A intervenção interdisciplinar nos pacientes com síndrome pós-laminectomia proporciona melhor desempenho funcional, diminui a intensidade da dor, os sintomas de ansiedade e depressão, melhorando a qualidade de vida. A inclusão desta intervenção associada ao tratamento farmacológico pode desenvolver um estilo de vida ativo e independente.

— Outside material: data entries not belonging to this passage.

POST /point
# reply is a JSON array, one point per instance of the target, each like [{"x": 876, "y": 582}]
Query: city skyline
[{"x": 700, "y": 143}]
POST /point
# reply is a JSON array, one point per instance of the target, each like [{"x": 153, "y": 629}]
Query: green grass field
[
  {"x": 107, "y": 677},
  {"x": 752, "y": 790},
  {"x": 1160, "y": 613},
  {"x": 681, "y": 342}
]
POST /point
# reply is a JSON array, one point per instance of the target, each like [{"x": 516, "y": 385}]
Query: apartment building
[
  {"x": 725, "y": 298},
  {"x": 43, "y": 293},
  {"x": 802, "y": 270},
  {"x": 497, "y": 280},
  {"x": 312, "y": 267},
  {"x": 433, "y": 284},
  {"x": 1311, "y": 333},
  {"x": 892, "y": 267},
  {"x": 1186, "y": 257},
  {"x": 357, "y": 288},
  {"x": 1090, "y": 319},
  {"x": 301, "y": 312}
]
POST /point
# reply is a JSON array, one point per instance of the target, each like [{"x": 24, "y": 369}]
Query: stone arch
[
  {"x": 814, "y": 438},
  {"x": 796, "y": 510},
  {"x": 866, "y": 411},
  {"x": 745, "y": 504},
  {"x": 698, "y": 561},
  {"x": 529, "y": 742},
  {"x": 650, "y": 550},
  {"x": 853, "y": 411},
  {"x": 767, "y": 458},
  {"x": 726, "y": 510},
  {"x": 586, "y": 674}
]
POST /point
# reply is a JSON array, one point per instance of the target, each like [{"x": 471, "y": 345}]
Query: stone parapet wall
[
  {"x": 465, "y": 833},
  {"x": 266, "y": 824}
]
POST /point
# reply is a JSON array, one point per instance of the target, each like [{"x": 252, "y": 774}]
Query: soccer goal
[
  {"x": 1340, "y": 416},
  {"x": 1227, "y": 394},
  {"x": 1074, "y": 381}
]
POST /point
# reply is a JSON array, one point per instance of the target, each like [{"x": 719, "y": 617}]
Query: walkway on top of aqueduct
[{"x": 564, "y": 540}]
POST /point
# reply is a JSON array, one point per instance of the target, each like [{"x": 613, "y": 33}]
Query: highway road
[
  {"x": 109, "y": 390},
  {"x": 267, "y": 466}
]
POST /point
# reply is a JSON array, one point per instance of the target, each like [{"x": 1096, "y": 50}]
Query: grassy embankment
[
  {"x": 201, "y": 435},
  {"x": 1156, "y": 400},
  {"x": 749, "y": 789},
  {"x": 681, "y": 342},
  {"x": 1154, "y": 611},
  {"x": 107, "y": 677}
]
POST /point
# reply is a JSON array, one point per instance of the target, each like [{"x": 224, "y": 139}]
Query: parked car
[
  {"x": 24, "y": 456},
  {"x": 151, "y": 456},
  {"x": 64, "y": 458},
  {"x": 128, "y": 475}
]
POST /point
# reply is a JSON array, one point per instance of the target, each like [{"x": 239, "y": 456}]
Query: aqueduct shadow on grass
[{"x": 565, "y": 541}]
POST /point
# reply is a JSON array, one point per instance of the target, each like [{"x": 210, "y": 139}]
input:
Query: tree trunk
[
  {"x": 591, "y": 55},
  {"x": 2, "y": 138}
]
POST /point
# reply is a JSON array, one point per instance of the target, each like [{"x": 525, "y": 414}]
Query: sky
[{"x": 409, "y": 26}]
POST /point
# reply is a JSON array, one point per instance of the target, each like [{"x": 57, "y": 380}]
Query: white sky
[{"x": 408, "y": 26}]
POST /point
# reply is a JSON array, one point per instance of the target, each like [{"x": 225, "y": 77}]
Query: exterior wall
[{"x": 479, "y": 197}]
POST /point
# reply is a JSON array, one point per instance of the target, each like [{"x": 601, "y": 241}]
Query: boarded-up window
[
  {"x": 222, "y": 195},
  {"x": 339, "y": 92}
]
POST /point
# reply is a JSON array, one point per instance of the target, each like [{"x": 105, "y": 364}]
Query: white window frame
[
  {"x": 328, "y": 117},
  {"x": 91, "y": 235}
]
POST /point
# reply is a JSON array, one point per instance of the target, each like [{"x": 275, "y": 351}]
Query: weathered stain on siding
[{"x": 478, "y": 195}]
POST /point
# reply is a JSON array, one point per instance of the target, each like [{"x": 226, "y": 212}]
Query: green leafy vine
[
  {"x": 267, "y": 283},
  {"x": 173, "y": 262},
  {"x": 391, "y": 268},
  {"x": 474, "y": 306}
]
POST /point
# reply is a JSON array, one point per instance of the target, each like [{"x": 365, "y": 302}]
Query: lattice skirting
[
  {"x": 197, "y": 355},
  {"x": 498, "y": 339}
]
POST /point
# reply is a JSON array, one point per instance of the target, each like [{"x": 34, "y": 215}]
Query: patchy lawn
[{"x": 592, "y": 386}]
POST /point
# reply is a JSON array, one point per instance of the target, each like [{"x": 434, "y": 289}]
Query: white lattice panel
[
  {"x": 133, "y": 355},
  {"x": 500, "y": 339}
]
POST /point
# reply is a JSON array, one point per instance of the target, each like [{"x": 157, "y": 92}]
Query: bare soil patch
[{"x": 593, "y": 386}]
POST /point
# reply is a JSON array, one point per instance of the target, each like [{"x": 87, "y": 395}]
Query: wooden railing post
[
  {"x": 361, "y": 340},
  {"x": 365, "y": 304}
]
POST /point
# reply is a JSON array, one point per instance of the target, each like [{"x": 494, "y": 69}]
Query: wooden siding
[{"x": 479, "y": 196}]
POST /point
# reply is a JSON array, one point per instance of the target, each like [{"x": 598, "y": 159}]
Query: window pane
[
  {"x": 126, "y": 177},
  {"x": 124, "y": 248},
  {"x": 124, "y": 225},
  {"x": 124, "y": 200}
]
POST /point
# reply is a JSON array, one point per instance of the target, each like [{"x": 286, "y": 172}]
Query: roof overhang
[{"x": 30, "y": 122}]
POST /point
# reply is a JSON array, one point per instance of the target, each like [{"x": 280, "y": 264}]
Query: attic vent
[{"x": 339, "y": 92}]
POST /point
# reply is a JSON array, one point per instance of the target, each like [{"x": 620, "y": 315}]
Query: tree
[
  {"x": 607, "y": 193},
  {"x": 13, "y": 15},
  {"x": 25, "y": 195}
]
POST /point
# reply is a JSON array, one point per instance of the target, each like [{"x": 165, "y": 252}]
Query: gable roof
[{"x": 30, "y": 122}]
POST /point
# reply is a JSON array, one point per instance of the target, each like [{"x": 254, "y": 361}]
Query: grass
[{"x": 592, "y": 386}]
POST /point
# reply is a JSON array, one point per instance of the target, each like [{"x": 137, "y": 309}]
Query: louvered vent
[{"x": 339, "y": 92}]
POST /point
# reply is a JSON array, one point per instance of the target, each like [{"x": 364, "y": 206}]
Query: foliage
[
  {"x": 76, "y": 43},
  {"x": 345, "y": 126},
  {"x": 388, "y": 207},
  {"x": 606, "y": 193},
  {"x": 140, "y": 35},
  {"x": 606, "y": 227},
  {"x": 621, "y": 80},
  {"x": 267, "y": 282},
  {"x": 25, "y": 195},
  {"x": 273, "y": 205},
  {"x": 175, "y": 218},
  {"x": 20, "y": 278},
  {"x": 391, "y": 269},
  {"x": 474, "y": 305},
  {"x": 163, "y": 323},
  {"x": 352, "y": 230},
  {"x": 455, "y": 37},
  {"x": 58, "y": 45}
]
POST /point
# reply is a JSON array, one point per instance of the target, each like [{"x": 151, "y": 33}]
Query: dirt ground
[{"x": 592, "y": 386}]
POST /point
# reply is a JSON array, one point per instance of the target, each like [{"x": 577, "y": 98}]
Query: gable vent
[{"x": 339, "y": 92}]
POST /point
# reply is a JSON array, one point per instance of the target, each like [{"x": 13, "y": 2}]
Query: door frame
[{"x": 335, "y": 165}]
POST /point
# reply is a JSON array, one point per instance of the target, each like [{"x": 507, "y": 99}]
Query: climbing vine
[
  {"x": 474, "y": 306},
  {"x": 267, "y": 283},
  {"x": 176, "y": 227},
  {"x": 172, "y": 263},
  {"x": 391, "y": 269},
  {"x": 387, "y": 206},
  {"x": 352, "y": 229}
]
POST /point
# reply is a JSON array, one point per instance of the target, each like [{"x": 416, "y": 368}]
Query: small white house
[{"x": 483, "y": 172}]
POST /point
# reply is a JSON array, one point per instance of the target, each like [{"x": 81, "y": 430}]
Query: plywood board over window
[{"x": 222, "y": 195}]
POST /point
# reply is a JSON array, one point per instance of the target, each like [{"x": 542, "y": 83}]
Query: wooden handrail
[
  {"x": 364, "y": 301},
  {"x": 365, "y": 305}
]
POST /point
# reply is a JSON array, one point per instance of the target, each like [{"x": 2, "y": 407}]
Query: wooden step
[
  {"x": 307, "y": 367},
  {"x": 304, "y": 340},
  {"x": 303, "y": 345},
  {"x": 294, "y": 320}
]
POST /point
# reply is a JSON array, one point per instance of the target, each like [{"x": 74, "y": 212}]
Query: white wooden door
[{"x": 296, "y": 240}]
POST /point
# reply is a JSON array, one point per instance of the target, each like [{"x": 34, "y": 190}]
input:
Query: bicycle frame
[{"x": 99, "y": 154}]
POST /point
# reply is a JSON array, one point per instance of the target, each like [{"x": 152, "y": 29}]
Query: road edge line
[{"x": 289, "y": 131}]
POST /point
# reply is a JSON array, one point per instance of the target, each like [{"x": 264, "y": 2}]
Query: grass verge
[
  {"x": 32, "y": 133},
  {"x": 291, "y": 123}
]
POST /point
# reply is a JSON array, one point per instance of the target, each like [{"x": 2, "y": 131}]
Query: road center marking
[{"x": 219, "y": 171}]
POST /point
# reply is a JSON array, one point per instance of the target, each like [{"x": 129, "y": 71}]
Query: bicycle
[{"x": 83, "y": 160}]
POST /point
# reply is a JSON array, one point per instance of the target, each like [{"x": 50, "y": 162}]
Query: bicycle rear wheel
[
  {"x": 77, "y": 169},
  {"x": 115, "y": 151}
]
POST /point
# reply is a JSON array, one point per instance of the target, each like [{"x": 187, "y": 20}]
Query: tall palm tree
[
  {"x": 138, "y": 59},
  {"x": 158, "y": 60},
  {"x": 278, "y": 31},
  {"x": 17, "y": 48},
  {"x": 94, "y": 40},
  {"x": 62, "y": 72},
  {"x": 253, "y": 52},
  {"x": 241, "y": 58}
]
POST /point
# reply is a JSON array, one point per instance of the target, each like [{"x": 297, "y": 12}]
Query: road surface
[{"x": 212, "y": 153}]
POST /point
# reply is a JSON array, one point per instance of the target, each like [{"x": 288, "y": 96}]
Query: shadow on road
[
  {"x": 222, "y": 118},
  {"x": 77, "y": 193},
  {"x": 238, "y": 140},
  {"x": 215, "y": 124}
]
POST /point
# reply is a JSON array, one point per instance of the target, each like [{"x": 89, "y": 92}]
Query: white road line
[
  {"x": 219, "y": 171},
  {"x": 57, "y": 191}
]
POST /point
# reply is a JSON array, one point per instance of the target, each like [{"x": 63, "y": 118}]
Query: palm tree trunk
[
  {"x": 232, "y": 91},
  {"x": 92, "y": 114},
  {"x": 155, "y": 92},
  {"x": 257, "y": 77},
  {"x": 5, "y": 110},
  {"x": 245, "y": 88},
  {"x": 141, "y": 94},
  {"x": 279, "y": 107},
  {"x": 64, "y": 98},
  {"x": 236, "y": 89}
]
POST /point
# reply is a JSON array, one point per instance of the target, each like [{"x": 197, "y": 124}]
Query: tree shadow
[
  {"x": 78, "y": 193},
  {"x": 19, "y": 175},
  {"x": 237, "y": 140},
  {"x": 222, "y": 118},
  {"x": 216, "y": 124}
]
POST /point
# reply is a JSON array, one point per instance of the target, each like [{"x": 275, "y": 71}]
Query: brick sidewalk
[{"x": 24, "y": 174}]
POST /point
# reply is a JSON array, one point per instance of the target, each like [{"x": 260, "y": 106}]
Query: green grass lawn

Descritores: Dor lombar; Pesquisa interdisciplinar; Reoperação

RESUMEN

Objetivo:

Evaluar los resultados de un programa interdisciplinario subministrado a pacientes con síndrome postlaminectomía que busca la mejora funcional, la modulación del dolor, la reducción de los síntomas de ansiedad y depresión y calidad de vida.

Método:

Se trata de un estudio prospectivo no aleatorio de una muestra compuesta por un grupo de pacientes con síndrome doloroso postlaminectomía diagnosticados con dolor persistente o recurrente después de la cirugía de la columna lumbar (laminectomía y fusión) referidos a interconsultas en la Clínica del Dolor (n= 26). Los instrumentos utilizados fueron: Cuestionario breve del dolor, Cuestionario Roland-Morris e inventarios de ansiedad y depresión de Beck. Para evaluar la calidad de vida se utilizó el cuestionario genérico WHOQOL-BREF13 y el miedo de moverse fue evaluado por la Escala de Tampa de Kinesiofobia.

Resultados:

Hubo un predominio de mujeres, la edad promedio fue de 42,3 ± 5,8 años, 43% eran casados y la educación promedio fue de 7 ± 4,5 años. Se reportó una duración promedio del dolor de 8 ± 6,8 meses, además de altos niveles de ansiedad, depresión y kinesiofobia. Después de la intervención se observó una mejoría significativa en la percepción de la calidad de vida y de todos los parámetros (p < 0,05), siguiendo las ganancias funcionales, así como la disminución del umbral del dolor.

Conclusión:

La intervención interdisciplinaria en pacientes con síndrome postlaminectomía mejora la funcionalidad, disminuye la intensidad del dolor, los síntomas de ansiedad y depresión y mejora la calidad de vida. La inclusión de esta intervención asociada con el tratamiento farmacológico puede proporcionar una vida activa e independiente.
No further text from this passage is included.